SHOULD I APPROVE THE SETTLEMENT
I am satisfied it is appropriate in this matter to assess for damages for past economic loss in the sum of $10,000 and future economic loss in the sum of $15,000.
I advised the claimant it will be necessary for him to incur a payback to Centrelink in respect of the amount paid for past economic loss as he was in receipt of Jobseeker payments post-accident for a period of approximately three months.
I questioned the claimant at length regarding his ability to carry out the day-to-day tasks required of him by his employer. The claimant is a forklift driver and also undertakes some metal fabrication. The claimant confirmed to me that he is capable of carrying out his day-to-day duties however, he does require some variation of his duties as approved by this present employer. The claimant was not concerned about his ability to perform all necessary duties required of him by this employer or any future prospective employers.
I also note the medico-legal report of Dr Gregory Nutting, consultant orthopaedic surgeon dated 20 May 2022. On page 11 of his report Dr Nutting states as follows:
“Question - Is the claimant’s future earning capacity likely to be affected by the injuries and disabilities arising from the MVA? If so, how will the claimant’s earning capacity be affected and for approximately how many months/years?
Answer - I do not think the claimant’s future incapacity has been more than minimally altered by virtue of the aggravation of his cervical pathology. I do not think there is any likelihood of persistence from the point of view of the soft tissue injuries, the scapula fracture or the rib fracture.
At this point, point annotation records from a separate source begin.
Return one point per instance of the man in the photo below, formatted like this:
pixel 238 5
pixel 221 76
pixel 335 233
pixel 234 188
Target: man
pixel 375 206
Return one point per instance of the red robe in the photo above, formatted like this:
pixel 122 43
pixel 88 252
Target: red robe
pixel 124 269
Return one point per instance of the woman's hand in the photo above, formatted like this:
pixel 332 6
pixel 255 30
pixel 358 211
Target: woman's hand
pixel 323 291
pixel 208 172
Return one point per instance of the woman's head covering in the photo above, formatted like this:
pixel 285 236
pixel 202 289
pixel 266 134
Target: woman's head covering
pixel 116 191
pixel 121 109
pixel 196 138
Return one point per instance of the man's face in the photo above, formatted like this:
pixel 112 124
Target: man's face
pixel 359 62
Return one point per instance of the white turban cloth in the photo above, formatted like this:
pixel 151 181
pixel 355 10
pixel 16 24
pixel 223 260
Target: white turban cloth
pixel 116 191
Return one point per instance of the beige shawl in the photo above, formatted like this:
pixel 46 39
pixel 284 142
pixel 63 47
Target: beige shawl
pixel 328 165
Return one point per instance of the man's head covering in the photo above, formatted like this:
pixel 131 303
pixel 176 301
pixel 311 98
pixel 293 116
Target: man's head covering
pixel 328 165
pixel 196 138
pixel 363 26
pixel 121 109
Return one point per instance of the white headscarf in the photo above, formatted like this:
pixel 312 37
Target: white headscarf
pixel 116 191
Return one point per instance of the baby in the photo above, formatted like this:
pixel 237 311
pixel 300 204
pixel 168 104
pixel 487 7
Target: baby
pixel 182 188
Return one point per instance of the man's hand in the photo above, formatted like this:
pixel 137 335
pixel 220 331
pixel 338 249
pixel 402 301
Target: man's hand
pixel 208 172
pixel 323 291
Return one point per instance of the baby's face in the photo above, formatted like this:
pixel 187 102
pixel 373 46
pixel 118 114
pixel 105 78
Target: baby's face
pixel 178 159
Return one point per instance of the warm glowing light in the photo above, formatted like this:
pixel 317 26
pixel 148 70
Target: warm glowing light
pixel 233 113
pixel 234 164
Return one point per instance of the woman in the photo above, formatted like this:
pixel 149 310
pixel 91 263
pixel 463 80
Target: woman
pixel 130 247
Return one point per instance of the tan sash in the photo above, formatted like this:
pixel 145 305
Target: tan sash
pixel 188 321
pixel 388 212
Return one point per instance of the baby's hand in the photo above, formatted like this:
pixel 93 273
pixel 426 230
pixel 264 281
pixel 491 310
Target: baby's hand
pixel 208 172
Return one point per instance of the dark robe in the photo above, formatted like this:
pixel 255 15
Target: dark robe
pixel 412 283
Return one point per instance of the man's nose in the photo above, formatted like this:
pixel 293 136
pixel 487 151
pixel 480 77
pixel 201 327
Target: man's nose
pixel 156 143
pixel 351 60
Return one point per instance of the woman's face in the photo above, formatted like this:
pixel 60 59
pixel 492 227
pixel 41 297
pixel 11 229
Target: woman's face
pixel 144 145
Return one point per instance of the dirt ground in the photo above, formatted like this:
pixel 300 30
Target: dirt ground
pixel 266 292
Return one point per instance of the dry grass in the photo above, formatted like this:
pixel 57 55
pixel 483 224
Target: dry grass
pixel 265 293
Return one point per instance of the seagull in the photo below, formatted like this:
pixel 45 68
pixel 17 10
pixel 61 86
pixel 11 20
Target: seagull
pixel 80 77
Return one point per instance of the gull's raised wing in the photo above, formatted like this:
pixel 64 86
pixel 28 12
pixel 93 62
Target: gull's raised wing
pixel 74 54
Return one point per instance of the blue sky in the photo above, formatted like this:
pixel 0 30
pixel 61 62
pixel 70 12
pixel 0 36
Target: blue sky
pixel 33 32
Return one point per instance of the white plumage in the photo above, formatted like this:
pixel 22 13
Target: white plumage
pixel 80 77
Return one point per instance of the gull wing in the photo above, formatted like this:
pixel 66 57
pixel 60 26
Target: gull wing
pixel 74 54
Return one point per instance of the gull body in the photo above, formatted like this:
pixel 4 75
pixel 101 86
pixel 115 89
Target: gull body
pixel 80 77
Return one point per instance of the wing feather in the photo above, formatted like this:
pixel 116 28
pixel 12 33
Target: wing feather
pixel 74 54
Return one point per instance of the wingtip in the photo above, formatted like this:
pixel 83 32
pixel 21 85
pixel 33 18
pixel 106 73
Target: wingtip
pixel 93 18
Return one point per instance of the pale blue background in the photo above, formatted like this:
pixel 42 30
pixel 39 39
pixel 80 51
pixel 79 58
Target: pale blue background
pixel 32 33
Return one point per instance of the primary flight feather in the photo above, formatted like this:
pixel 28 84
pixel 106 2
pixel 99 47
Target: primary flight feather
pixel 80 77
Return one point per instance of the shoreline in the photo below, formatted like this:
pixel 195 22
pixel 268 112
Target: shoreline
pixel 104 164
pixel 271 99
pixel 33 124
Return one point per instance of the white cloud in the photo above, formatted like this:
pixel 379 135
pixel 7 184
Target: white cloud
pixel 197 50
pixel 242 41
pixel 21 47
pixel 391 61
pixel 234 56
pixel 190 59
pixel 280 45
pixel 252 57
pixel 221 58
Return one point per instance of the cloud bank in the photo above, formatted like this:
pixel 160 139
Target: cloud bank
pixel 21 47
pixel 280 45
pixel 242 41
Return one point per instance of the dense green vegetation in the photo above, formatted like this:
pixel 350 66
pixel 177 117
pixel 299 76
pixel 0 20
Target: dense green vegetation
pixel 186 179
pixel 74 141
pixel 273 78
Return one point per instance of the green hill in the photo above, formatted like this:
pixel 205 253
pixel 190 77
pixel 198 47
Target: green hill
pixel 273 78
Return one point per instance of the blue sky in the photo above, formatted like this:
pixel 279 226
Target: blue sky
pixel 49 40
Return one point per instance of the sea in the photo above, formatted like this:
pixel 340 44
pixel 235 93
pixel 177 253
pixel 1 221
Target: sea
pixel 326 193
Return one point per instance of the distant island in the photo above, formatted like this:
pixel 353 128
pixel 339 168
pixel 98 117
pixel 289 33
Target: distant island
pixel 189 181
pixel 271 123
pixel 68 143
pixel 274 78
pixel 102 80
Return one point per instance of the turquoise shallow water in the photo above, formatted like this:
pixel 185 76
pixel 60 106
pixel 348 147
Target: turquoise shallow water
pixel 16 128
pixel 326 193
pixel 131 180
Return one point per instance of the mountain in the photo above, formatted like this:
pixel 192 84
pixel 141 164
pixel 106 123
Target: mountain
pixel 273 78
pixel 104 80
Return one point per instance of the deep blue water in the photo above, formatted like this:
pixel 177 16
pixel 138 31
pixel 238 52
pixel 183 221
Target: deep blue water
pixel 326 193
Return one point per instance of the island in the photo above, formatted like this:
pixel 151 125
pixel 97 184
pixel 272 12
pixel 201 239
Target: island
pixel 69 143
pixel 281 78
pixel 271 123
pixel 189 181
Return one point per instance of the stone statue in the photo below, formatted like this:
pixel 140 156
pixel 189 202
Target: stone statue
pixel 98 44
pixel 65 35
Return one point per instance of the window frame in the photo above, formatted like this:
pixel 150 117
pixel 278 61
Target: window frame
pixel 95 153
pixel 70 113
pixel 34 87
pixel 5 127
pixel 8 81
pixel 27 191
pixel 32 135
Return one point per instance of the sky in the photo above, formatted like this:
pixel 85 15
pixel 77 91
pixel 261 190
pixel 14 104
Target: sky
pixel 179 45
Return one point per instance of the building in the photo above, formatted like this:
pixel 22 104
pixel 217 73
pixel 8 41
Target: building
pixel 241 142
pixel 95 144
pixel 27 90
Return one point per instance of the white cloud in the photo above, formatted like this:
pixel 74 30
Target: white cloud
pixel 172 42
Question - In relation to the claim for future economic loss, do you agree the claimant’s earning capacity will be compromised for the period of time alleged and to the extent claimed? If not, why not?
Answer - I do not think a specific period of time can be applied to any of the above injuries since I think he has passed this time and he is simply faced with the aggravation of a pre-existing condition.
Question - Are there any other factors (i.e. not related to the subject accident) which are affecting the claimant’s capacity for work?
Answer – No”
The claimant is still in receipt of physiotherapy treatment. I am satisfied the claimant is aware of his right to have reasonable treatment expenses paid for the remainder of his life. Whilst the insurer is only liable to pay statutory benefits including treatment expenses for five years, thereafter the claimant may be transferred to ICARE who will be liable for ongoing reasonable treatment expenses.
Ms Boyd-Boland advised the insurer will not deduct and pay monies to Medicare under the Health and Other Services (Compensation Act 1995 Commonwealth) from the settlement sum. If any charge is raised, the insurer will pay the charge as a treatment expense in addition to the settlement sum.
CONCLUSION
I find the timing requirements of section 6.23(1) of the MAI Act satisfied where it is now two years since the date of the accident. I am satisfied the proposed settlement is just, fair and reasonable and within the range of likely potential damages assessment if the claim was to proceed to assessment, taking into account the nature and extent of the claim, the injuries, disabilities and impairments sustained by the claimant.
I am satisfied the claimant is aware he can seek legal advice but does not wish to do so.
I am satisfied the claimant understands the binding nature of the settlement and he will be precluded from making a further claim for damages arising out of the accident.
I am satisfied the claimant is willing to accept the proposed settlement.
Accordingly, pursuant to section 6.23(2)(b) of the MAI Act, I approve the settlement of the claimant’s claim for damages.